Plano,TX—As JCPenney’s CEO Ron Johnson continues to roll out “transformative Fair and Square” changes in the department store, the latest casualty is apparently commissioned sales associates.
Earlier this week the Dallas Morning News reported that sales associates in shoes, jewelry, salon, furniture and men’s suits were told they would no longer receive minimum wage plus a percentage of each sale. Instead, starting May 20 some of them will receive hourly pay that will be increased significantly. However, the company told them at employee hours were being reduced across the store, so they no longer will be full time, nor be eligible for health insurance.
Some of the employees told the paper that “new pay scale is based on last year’s averages. But with hours and commissions being cut, many of them are calculating that they will make significantly less under the new structure.”
Others reported that some commissioned sales associated were laid off.
‘Stunned, Funeral Atmosphere’ in Stores?
Kate Coultas, a spokesperson for JCPenney, responded to the employee’s reports: ”Our new business model requires that we move away from a commission-based environment so that every team member is motivated by meeting the needs of our customers. Therefore, our commission pay plans will move from a commission-based structure to a competitive hourly rate structure.

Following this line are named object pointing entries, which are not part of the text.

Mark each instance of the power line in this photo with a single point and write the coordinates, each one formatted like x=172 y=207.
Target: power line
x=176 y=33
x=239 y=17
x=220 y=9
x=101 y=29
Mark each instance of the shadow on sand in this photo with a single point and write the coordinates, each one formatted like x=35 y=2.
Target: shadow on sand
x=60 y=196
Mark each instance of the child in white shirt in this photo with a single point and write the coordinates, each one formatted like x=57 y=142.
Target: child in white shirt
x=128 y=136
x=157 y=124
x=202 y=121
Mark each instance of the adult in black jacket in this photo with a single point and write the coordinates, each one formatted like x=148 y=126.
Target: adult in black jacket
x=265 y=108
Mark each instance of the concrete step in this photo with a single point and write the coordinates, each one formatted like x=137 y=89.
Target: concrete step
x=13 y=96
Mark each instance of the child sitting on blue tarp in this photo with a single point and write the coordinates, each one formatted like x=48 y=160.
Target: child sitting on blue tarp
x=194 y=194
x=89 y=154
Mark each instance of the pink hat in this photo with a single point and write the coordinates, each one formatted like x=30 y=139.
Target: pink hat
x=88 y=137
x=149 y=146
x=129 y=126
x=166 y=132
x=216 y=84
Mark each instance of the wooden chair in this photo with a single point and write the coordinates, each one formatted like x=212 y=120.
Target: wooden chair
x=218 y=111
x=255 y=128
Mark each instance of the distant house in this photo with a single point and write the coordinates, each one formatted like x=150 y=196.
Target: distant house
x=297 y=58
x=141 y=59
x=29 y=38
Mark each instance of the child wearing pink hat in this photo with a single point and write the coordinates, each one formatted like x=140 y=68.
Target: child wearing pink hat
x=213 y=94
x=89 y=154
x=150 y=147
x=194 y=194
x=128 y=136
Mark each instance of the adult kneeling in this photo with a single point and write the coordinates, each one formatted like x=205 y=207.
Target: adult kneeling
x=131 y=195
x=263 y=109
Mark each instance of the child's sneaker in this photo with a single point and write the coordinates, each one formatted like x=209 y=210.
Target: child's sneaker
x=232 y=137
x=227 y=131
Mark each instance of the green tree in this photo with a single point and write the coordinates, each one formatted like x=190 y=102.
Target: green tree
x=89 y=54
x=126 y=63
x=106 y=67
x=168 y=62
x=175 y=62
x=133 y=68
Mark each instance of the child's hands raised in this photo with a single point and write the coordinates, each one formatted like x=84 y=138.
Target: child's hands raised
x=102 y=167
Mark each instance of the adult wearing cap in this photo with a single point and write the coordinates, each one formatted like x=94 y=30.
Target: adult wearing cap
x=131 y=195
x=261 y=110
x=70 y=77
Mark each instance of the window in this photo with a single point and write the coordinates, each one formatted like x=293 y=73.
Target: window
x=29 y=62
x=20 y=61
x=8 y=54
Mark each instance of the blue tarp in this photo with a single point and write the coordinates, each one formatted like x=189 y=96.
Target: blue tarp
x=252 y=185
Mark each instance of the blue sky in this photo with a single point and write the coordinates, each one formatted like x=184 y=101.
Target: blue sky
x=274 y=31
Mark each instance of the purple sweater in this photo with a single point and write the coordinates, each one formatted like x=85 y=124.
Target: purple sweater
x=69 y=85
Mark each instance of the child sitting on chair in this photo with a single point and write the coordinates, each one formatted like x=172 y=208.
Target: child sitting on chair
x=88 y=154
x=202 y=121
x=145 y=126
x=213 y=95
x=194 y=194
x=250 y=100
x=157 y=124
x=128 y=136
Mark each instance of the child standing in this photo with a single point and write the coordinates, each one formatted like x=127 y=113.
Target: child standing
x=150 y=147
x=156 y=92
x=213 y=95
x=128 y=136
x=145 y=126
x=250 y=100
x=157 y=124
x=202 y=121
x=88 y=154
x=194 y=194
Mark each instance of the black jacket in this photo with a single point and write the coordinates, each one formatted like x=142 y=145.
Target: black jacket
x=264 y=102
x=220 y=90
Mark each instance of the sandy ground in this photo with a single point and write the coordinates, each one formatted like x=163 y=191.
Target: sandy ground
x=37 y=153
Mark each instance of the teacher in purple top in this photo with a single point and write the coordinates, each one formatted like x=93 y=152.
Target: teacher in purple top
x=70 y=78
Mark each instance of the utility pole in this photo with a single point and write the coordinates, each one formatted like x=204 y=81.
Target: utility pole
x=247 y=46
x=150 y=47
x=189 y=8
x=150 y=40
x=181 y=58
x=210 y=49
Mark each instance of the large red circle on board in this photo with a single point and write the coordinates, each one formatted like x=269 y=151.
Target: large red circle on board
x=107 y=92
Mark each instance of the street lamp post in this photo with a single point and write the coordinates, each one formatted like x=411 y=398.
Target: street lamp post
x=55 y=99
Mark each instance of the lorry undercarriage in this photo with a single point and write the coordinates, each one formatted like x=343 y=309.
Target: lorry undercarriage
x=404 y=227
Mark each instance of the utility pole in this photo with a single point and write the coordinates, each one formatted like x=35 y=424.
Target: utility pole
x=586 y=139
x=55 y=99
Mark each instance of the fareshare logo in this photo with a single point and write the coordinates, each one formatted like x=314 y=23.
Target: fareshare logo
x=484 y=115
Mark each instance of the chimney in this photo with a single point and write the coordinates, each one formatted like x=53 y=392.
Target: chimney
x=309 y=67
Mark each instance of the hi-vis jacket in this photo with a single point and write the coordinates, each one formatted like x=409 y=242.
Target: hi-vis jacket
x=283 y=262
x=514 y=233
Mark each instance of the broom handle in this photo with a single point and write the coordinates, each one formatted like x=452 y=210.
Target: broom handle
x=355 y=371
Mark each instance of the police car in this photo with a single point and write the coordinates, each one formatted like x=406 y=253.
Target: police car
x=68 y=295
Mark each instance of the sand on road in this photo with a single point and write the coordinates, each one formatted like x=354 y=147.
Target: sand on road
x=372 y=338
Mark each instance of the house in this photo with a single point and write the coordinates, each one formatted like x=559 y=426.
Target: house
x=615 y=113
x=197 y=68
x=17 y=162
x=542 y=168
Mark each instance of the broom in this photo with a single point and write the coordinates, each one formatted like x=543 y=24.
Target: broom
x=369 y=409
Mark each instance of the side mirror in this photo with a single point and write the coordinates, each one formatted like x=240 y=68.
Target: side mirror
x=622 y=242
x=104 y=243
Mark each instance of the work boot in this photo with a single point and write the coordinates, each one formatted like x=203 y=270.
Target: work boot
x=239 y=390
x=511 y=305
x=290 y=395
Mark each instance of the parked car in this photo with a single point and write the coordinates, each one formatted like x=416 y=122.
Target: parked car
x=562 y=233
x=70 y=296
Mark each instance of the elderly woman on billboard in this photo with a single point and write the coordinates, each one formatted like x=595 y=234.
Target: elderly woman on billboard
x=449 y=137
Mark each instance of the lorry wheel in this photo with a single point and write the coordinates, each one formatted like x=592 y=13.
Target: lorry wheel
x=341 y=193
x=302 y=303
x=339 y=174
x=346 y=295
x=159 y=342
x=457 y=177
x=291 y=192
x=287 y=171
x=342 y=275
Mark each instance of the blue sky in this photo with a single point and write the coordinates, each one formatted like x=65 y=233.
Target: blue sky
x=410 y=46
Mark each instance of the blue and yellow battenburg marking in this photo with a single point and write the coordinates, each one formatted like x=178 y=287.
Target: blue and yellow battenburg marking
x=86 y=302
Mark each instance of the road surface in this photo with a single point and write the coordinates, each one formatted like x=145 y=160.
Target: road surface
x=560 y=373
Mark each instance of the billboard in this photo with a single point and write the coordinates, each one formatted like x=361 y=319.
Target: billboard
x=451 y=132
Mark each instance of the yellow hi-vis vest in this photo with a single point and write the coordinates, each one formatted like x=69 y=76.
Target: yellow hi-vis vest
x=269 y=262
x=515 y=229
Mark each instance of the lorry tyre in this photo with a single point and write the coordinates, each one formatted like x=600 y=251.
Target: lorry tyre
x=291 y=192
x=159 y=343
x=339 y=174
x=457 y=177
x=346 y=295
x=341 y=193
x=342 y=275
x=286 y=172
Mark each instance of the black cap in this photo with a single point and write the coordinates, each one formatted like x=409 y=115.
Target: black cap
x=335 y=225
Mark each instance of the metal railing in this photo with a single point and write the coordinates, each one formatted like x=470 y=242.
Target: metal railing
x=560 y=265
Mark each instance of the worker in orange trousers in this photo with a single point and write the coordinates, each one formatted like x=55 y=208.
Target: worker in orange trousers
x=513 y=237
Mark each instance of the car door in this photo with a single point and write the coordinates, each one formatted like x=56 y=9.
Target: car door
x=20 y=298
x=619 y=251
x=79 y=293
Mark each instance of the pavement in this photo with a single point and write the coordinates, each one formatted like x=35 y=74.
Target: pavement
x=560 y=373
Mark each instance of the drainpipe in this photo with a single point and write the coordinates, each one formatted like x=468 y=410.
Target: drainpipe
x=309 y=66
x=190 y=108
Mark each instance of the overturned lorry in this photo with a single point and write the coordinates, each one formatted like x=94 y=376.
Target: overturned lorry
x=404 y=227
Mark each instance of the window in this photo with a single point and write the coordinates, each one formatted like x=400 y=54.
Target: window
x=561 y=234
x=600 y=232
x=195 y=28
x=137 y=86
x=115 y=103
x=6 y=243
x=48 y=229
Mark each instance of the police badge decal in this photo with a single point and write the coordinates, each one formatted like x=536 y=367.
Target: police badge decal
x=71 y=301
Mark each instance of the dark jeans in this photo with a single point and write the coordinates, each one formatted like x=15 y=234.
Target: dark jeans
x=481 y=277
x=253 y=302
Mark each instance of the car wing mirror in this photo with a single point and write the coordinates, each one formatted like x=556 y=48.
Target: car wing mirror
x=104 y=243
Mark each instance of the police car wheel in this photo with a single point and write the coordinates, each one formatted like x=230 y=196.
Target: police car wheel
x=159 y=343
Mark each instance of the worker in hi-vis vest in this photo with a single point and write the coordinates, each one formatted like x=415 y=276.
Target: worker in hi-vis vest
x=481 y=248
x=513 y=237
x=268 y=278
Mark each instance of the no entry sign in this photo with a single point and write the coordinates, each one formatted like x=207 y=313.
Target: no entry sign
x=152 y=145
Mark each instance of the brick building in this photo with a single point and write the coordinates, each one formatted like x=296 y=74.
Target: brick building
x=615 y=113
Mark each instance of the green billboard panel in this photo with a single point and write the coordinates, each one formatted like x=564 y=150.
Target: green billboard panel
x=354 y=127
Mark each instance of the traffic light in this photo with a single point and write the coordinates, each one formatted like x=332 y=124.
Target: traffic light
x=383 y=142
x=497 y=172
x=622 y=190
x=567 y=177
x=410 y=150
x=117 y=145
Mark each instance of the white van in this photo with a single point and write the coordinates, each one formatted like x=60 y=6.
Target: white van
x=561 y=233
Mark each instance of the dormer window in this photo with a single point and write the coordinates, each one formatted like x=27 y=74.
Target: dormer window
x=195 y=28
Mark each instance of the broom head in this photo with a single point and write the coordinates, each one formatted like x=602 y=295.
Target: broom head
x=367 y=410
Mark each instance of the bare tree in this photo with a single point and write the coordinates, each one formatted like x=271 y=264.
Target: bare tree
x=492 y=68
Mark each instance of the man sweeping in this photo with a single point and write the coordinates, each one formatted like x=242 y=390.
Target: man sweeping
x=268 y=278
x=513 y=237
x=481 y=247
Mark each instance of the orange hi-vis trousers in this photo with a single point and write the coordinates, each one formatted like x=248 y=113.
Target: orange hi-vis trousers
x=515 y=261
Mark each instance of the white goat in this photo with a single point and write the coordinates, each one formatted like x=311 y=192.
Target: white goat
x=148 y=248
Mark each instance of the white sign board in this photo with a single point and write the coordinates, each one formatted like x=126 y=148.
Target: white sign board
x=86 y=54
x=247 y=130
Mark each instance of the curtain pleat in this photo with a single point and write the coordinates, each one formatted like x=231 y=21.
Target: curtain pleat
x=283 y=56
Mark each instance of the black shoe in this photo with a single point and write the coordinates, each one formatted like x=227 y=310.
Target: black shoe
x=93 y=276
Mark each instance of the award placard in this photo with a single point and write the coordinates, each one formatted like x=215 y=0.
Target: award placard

By bringing their compensation levels back to what they earned last year with commissions, team members can have a better sense of their incomes.
“This new, collaborative approach to taking care of our customers will not only enable our teams to be even more effective in winning the hearts and minds of our customers but, over time, will provide greater opportunities for personal growth and development.”
Another JCPenney spokesperson said no one will lose benefits eligibility in 2012, even if they start to average less than 35 hours a week.
Speaking anonymously to Business Insider, some of the affected employees called the elimination of commissions just another in a series of morale-busting measures.
“There was a stunned, funereal atmosphere throughout the store,” an employee told Business Insider. “One was fearful of being observed discussing the details and comparing war wounds, as we were all cautioned in the individual meetings that this information was extremely confidential.”
Earlier this month, JCPenney began eliminating an undisclosed number of jobs on the store level following its announcement in April that it would be eliminating 600 out of 4,400 employees at its corporate headquarters. Another 300 employees will lose their jobs when the company closes a Pittsburgh call center in June.
JCPenney’s “new approach to pricing, promotion, merchandising and the customer experience has simplified our business and removed a lot of the process-oriented work that was previously required under the old business model,” a spokeswoman said.
By eliminating layers of management, “leaders have broader spans of control, greater accountability and higher flexibility to focus on work that provides the greatest value to our customers.”